O exército de libertação cultural
Acordámos de manhã e eles já cá estavam. Os sinais tinham sido mais do que muitos, mas tudo parecia controlado, até termos acordado de manhã e eles já cá estarem. Chegaram de norte, a meio da noite, e fizeram-se anunciar pelas sirenes de ataque aéreo. Não sabia que tínhamos sirenes de ataque aéreo na nossa cidade até àquela noite. Nunca me tinha imaginado a dar razão aos que fugiram antes de mim. Aos que eu tanto critiquei quando se cruzaram comigo nas escadas do prédio; O vizinho fica? Não entendo a pergunta.
Olhava para a rapariga dos olhos verdes, que já tantas vezes tinha imaginado em posições escandalosas, de corpo suado e em falsos êxtases nos meus braços, e não lhe entendia a pergunta.

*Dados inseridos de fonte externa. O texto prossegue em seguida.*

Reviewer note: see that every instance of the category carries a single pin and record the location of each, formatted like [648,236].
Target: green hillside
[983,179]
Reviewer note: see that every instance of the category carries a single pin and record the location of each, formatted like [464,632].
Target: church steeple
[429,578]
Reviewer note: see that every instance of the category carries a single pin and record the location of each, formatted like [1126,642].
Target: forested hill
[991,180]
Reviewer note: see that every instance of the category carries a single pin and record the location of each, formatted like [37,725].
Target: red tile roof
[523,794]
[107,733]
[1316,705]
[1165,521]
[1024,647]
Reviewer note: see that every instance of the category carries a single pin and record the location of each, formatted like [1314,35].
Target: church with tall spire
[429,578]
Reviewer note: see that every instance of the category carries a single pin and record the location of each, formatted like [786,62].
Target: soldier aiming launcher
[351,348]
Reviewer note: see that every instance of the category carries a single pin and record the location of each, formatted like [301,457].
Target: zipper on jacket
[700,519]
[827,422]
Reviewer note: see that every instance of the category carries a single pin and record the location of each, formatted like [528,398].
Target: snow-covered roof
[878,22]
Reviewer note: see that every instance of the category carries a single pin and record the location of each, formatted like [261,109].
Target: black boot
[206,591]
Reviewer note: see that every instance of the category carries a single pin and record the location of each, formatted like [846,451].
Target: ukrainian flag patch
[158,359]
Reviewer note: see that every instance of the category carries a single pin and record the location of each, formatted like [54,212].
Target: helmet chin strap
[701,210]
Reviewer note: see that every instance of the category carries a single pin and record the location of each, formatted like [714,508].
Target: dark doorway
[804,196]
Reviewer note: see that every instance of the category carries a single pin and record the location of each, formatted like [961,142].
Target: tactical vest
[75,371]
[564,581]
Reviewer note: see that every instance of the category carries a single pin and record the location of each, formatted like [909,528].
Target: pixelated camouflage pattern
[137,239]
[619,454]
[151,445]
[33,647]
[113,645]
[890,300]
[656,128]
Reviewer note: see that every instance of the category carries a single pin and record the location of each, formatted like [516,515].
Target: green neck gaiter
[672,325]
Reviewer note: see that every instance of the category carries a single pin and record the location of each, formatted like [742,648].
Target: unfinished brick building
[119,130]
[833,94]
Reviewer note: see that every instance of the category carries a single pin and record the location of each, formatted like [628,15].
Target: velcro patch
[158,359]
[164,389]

O vizinho tem a certeza que quer ficar? Insistiu comigo. Não tenho para onde ir; Respondi-lhe com sinceridade. Ela, de mala na mão, e com um pequeno saco de plástico carregado de maçãs amarelas, continuava incrédula com a minha resposta; O vizinho é que sabe. Já no fundo do corredor, decidi arriscar uma última frase; Gosto muito de si, vizinha.
Sempre achei que em dúvida, devemos sempre encarar a última vez que vemos alguém exactamente como isso, a última vez que vemos alguém. E se pode ser a última vez, então a última frase ganha um significado especial. Voltei a entrar em casa, e sentado na poltrona em frente à televisão, desligada pelo corte de energia, imaginei-a. De forma diferente. Imaginei-a a seguir em direcção à estação de autocarros, a colocar-se em posição na multidão que aguardava saída da cidade, para qualquer destino que não aquele. Imaginei-lhe a distribuição de maçãs pelas pessoas que a rodeavam. Imaginei a cor a preencher o enquadramento da cena. Imaginei os mastigares sorridentes. Imaginei-a satisfeita. Senti-me feliz com esse gesto imaginado, afinal aquelas maçãs eram da macieira do nosso prédio, sumarentas, gratuitas, mereciam ser benessiantes para qualquer tipo de espera, mas sobretudo aquela.
Sem nenhum controlo sobre a minha imaginação, não me consegui juntar a ela naquela viagem solitária a caminho da Europa. Eu não era europeu, como ela, dessa maneira de quem foge à primeira guerra que lhe aparece à frente. Eu era de ficar. Na guerra ou na paz, aquela era a minha casa, e para onde ir se era ali a minha casa? Talvez eles não fossem tão maus como pareciam. Talvez a sua propaganda fosse verdadeira. Talvez a minha cidade estivesse mesmo destinada a ser outra coisa, a libertar-se mesmo daqueles que nos queriam longe da nossa verdadeira cultura.
Eu era culto, sempre o tinha sido, e se ficasse, não teria dificuldade em entender a nova realidade cultural. Até poderia ser a oportunidade profissional que há tanto tempo esperava. A falta de trabalho dos últimos tempos tinha-me deixado cada vez mais ressarcido de raiva. Era uma raiva minha velha conhecida, a tal que justifica os nossos próprios erros com a desatenção de estranhos poderosos que nem sequer conhecemos. Talvez estes fossem mais fáceis de conhecer, de convencer!
Nesta altura, e praticamente às escuras, ouvi o maior estrondo que já tinha ouvido. O chão estremeceu, a poltrona levantou-se, e a minha imaginação centrou-se na multidão em movimento com que a minha vizinha dos olhos verdes se fazia em fuga dali para fora. Espero que consiga; Foi o meu último pensamento enquanto o prédio desabava comigo lá dentro. Por fim, tinha sido libertado.